When I'm in a hurry, I'll keg at room temperature, gas to 30psi and rock for 5 minutes. Them stick in the fridge. Don't touch it until the entire thing has been cold for at least a few hours - 24 is best. Normally now, I'll hook up to 30psi after kegging for 24 hours (no rocking), then chill and hook up to serving pressure (10 psi). Fully carbed and ready to drink in about 3 days using this method.

Good luck!
 
+1 to most of everyone else.. i wouldn't do the shake and roll stuff unless you are completely desperate for beer. I would rather just put it on 10PSI at 35 degrees (might need more PSI for warmer temp) and let it sit there for 2 weeks before I do anything.

The 2 weeks cold aging will not only give you the little tiny bubbles you want to see but also the beer will taste better because of it.

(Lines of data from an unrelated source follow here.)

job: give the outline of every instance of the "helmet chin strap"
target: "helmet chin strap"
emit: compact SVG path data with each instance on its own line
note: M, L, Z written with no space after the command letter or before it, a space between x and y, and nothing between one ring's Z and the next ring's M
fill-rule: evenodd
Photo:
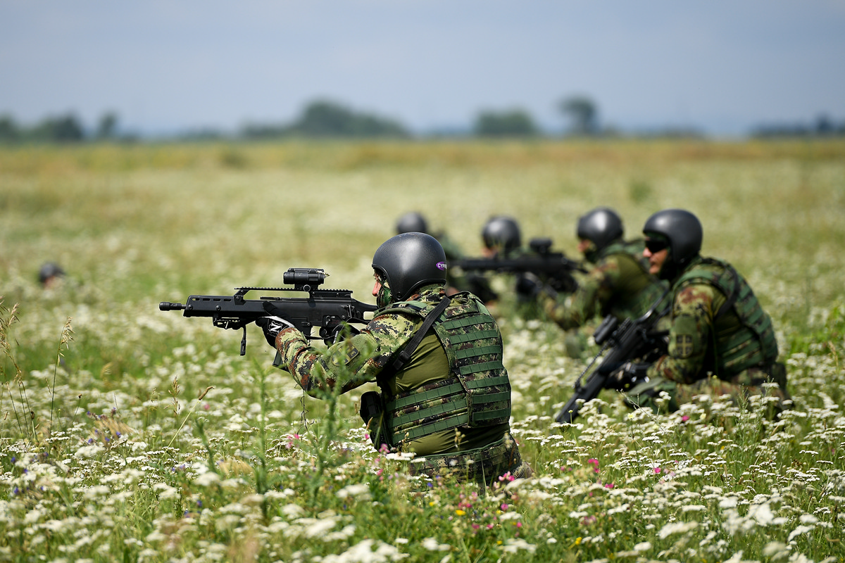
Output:
M379 276L381 277L381 276ZM379 309L384 309L393 302L393 291L387 280L382 278L381 287L379 289L379 295L375 298L375 305Z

IMO every beer should be cold conditioned for at least 2 weeks before you tap it.
 
I know that forced carb is all the rage and a great idea but i never have a problem when i use priming sugar. 4.3 ozs and can usually pour it without gas in the beginning. yeah it takes little longer but I'm usually a couple kegs in front of what drinking so it can age in the keg for a couple months
 
I know that forced carb is all the rage and a great idea but i never have a problem when i use priming sugar. 4.3 ozs and can usually pour it without gas in the beginning. yeah it takes little longer but I'm usually a couple kegs in front of what drinking so it can age in the keg for a couple months

nothing wrong with natural carbing.. it actually forces you to let the beer age and mellow out a bit. In most examples Aging = Improved beer.

The rollers and shakers are trying to get beer turned around ASAP but will drink an inferior product because of impatience. .. just my opinion.
 
+1 to most of everyone else.. i wouldn't do the shake and roll stuff unless you are completely desperate for beer. I would rather just put it on 10PSI at 35 degrees (might need more PSI for warmer temp) and let it sit there for 2 weeks before I do anything.

IMO every beer should be cold conditioned for at least 2 weeks before you tap it.

I don't do the shaking much anymore, but I've done it a number of times with no ill effects. I definitely don't do it with hoppy beers because of the potential for oxidation. There is also some speculation that you'll get reduced head retention with this method, but I've not noticed this so much. But, if you need/want carbed beer quickly, its a viable option.

I certainly don't wait two weeks on hoppy beers. I drink those as soon as they're carbed. Other beers do benefit from the extra time, but that's outside the scope of the thread.